Z-Ro, the Houston rap legend, has an album dropping next week, but the recent acts of police brutality have weighed on him heavily.
Alton Sterling, a 37-year old from Baton Rouge, and Philando Castile, a 32-year old Minneapolis man, were both killed by police this week. Bystanders taped the death of Sterling, which closely resembled an execution by police. Castile was pulled over for a “routine traffic stop” and was shot after he reached for his identification. His girlfriend Diamond Reynolds said in a Facebook live video, “He let the officer know that he had a firearm and he was reaching for his wallet and the officer just shot him in his arm.”
Z-Ro has a lot of opinions on the topic coming out of the Missouri City area of Houston, Texas. He said police are intent on breaking down Black men.
Z-Ro told AllHipHop.com:
“Every time you turn around, they want you soft. They want you to not put up a fight about nothing. ‘Hey go over there and sit down.’ You put your chest out, they shoot you. Stand up for your rights, they shoot you. Walk by ’em too fast, they shoot you. That’s what it is.”
However, he offered concrete solutions that, if implemented, could change the paradigm between Black American and the police:
“When you are looking to steer clear of the subject, you will just [say], don’t do nothing to get apprehended but the crazy part is, you don’t have to do nothing.
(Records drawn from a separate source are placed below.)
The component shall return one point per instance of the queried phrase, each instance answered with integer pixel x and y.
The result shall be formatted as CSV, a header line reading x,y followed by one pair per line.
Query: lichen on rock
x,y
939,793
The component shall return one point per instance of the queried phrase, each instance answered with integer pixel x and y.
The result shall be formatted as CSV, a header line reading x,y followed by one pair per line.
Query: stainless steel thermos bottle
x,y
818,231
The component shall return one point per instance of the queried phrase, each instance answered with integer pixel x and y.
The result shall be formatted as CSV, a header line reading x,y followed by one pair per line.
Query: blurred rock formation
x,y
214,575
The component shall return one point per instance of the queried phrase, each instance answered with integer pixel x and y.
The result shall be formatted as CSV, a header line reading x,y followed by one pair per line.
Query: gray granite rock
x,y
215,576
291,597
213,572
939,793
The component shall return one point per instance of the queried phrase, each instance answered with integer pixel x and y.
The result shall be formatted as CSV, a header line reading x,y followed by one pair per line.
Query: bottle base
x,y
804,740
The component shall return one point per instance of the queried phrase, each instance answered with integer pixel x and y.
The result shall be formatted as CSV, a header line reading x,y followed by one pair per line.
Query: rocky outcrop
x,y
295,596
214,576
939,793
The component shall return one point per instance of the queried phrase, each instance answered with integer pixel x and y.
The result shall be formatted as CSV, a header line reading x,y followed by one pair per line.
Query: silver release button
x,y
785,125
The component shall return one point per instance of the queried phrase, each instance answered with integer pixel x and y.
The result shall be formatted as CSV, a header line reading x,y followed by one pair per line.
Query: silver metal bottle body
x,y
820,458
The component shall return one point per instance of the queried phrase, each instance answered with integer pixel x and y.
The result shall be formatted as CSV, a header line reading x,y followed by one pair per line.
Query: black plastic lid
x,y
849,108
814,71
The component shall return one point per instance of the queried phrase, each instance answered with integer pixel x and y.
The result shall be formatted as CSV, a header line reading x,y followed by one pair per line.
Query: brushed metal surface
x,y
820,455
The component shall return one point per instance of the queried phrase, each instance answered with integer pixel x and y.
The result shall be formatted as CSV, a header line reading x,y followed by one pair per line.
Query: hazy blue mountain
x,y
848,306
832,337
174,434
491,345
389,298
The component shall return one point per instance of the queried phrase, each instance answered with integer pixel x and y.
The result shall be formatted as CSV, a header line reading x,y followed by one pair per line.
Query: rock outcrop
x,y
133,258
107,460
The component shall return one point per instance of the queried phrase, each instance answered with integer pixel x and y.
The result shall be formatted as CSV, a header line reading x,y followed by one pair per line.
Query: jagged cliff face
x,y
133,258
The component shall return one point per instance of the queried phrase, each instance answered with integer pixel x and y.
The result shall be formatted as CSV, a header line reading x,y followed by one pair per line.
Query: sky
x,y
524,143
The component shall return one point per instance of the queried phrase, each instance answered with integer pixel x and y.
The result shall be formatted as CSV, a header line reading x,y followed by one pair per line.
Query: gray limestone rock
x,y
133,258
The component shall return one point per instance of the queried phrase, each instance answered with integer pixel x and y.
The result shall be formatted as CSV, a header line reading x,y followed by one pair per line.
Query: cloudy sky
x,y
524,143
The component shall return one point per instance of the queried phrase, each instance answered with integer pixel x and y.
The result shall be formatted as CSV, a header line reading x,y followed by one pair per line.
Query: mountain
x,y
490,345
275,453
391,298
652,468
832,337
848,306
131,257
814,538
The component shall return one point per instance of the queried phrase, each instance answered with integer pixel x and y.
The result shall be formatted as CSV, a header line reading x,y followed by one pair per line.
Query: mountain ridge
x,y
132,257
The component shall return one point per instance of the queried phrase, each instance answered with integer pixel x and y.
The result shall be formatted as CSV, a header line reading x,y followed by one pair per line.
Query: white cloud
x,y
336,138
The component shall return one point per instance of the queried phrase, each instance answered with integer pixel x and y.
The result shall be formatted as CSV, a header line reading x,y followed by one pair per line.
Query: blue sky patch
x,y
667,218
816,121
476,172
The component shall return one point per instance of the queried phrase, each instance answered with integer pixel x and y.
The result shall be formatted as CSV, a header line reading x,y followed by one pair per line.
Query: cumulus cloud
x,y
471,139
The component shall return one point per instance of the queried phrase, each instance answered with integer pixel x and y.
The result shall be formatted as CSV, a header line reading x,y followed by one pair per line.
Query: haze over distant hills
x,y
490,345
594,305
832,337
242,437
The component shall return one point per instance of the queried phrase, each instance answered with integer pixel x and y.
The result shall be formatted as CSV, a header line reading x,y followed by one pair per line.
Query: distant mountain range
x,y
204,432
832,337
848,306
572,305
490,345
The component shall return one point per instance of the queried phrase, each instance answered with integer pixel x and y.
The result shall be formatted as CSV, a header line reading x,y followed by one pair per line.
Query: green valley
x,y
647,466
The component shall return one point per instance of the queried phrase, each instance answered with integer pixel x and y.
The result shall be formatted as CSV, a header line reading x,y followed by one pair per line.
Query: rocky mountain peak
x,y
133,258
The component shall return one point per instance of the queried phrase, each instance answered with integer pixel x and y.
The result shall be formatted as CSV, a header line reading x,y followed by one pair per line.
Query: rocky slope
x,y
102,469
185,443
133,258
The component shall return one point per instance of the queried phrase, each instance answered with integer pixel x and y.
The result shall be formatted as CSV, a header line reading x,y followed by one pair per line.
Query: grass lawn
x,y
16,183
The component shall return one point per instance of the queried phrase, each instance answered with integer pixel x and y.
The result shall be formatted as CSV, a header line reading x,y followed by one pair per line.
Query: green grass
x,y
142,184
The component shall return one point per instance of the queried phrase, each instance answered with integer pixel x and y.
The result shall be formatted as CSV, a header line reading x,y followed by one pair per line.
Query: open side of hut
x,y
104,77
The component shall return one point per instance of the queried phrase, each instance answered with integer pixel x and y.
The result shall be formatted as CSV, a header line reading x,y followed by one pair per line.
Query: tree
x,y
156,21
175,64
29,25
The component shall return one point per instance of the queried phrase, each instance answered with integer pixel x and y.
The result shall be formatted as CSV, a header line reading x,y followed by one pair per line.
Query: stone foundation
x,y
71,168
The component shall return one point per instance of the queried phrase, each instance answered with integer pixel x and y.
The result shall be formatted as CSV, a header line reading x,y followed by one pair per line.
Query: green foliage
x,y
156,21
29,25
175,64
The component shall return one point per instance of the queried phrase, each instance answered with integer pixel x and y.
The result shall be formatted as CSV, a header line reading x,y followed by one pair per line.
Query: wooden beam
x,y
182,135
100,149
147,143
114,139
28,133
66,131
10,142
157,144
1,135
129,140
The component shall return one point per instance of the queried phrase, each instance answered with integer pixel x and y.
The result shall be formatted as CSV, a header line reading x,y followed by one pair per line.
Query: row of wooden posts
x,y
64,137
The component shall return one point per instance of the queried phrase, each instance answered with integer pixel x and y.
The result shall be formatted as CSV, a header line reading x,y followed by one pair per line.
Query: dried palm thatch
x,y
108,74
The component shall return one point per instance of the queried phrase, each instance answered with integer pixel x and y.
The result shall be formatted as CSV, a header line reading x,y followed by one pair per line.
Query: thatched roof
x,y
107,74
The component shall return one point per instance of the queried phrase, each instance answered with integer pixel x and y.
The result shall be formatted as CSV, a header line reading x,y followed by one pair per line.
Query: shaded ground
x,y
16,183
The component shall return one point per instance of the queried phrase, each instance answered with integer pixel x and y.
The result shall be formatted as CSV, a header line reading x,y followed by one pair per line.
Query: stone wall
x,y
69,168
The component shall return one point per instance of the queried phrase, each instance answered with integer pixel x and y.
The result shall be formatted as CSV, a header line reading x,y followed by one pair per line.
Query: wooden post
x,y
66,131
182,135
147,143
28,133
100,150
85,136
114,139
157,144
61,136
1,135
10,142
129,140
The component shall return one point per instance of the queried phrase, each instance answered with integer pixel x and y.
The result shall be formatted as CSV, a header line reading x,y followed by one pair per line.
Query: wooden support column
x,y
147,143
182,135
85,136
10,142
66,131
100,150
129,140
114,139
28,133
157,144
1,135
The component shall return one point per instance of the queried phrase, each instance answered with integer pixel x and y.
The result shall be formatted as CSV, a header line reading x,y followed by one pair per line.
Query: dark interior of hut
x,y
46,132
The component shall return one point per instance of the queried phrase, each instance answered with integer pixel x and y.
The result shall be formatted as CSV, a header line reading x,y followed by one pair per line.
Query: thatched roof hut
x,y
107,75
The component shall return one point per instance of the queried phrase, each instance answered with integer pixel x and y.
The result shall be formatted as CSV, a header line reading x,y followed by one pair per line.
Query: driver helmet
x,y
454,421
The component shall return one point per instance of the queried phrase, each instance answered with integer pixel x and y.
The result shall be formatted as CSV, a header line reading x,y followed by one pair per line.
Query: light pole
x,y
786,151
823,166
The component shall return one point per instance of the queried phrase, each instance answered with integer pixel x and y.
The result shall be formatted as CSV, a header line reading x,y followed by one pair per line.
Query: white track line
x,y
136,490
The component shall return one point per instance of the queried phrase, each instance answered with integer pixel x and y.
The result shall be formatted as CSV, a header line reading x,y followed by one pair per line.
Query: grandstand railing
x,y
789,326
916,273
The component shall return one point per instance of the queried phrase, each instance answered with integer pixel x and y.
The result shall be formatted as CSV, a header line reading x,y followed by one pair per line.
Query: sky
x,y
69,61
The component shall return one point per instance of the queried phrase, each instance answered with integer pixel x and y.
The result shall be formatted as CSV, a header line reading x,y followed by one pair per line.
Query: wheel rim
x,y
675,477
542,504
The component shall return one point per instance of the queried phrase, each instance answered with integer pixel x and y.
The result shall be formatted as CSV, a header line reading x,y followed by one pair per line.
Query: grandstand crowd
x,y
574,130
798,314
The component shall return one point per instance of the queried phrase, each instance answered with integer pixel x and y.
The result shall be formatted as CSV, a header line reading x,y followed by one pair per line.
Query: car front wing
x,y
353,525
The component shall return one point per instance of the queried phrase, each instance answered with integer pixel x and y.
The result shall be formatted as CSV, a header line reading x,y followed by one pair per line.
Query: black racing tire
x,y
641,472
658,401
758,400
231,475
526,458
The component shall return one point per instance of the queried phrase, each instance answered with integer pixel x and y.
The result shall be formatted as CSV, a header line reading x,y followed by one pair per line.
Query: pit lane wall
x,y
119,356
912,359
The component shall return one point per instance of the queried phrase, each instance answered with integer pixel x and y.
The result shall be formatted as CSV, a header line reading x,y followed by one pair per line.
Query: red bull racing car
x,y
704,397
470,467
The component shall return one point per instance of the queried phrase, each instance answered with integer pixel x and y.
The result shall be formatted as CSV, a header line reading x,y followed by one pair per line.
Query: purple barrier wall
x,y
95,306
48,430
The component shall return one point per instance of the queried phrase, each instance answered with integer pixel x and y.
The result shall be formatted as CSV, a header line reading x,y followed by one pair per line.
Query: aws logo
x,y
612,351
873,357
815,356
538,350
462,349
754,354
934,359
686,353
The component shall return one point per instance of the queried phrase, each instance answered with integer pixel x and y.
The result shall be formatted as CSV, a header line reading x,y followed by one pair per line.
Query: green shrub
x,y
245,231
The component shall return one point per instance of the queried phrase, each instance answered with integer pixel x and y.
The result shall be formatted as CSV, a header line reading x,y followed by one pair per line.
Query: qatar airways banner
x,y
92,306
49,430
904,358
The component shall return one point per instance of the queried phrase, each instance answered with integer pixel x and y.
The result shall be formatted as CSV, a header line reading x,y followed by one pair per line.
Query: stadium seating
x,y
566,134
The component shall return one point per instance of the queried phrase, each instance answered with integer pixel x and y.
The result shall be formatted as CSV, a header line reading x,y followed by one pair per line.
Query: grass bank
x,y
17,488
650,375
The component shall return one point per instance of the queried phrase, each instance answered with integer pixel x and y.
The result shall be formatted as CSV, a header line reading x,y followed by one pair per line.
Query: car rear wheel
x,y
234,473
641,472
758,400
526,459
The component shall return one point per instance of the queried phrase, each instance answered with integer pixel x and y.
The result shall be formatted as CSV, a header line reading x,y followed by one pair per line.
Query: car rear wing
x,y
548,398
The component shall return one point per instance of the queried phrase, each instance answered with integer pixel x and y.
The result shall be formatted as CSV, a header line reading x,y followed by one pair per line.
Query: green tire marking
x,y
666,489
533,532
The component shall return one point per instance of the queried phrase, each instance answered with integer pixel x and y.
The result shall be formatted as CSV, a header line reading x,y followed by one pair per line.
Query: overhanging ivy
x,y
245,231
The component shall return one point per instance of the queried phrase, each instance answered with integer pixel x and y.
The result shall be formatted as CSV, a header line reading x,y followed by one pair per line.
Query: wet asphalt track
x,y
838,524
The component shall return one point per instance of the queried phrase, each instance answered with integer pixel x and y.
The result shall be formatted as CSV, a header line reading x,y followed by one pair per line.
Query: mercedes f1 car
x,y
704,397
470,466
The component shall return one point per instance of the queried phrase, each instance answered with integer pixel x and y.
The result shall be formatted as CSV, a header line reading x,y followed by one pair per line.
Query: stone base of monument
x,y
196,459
But, when you look at it like a survivalist, you come up with stuff like, ‘Lets police our own streets. Lets stop calling 911.’ Unless its a medical emergency or a fire. If you see somebody fighting, man, put your camera phone down. Don’t record that. Go an break it up. If somebody’s arguing, don’t call the police. They gonna definitely shoot the male. You turn around [to the police and say] ‘What? [aggressively].’ You definitely getting tazed. You dead in your coffin, you still getting tazed. Its retarded and you really gotta come up with ‘Police Your Own Area.’ You own neighborhood watch. Say:’We don’t need [police] to roll through here. We’re rolling through here.’”
Z-Ro also stated that violence against the police wasn’t the way to go, as so have suggested.
“If we revolutionize and start the killing [of enemies], then that is gonna promote more killing and that’s going to be less of us. Because, we gotta sneak our weapons. But, if we get out there and say, ‘In Mo City (Missouri City), we got this. In Fifth Ward in Houston, us 100 people, we got this. South Park, we got this. If you do that, you come up with your own force, man.”
Brown V. Board of Education formally declared separate public schools were unconstitutional, however Z-Ro suggested African Americans may have to create their own communities to survive the onslaught of police brutality.
“[Remember] how they used to say ‘going back to Africa?,’ you can go back to Africa in a sense by just making a village in your community. Cutting down on a whole lot of that riff raff by actually policing yourself. Not being police. We don’t want to be those. But, for your neighborhood, get out there and go check on Mrs. Williams. You hear something? Go over there and check it out. Get you one dude that can carry and some dudes that can beat some faces in and you over over there and see what it is. That way you can stop a whole lot of BS, but you can also stop a whole lot of senseless killing. You know how they [the police] treat us, man. That’s my solution that I see. I’ve thought of a lot of solutions.”
Lastly, he stated that a community watch could help those that have been systemically locked out of the workforce.
“A lot of people that don’t have nothing to do, now they got something to do. Now they got something to do. That’ll probably give jobs. You ain't gotta sit around here We hate the badge.”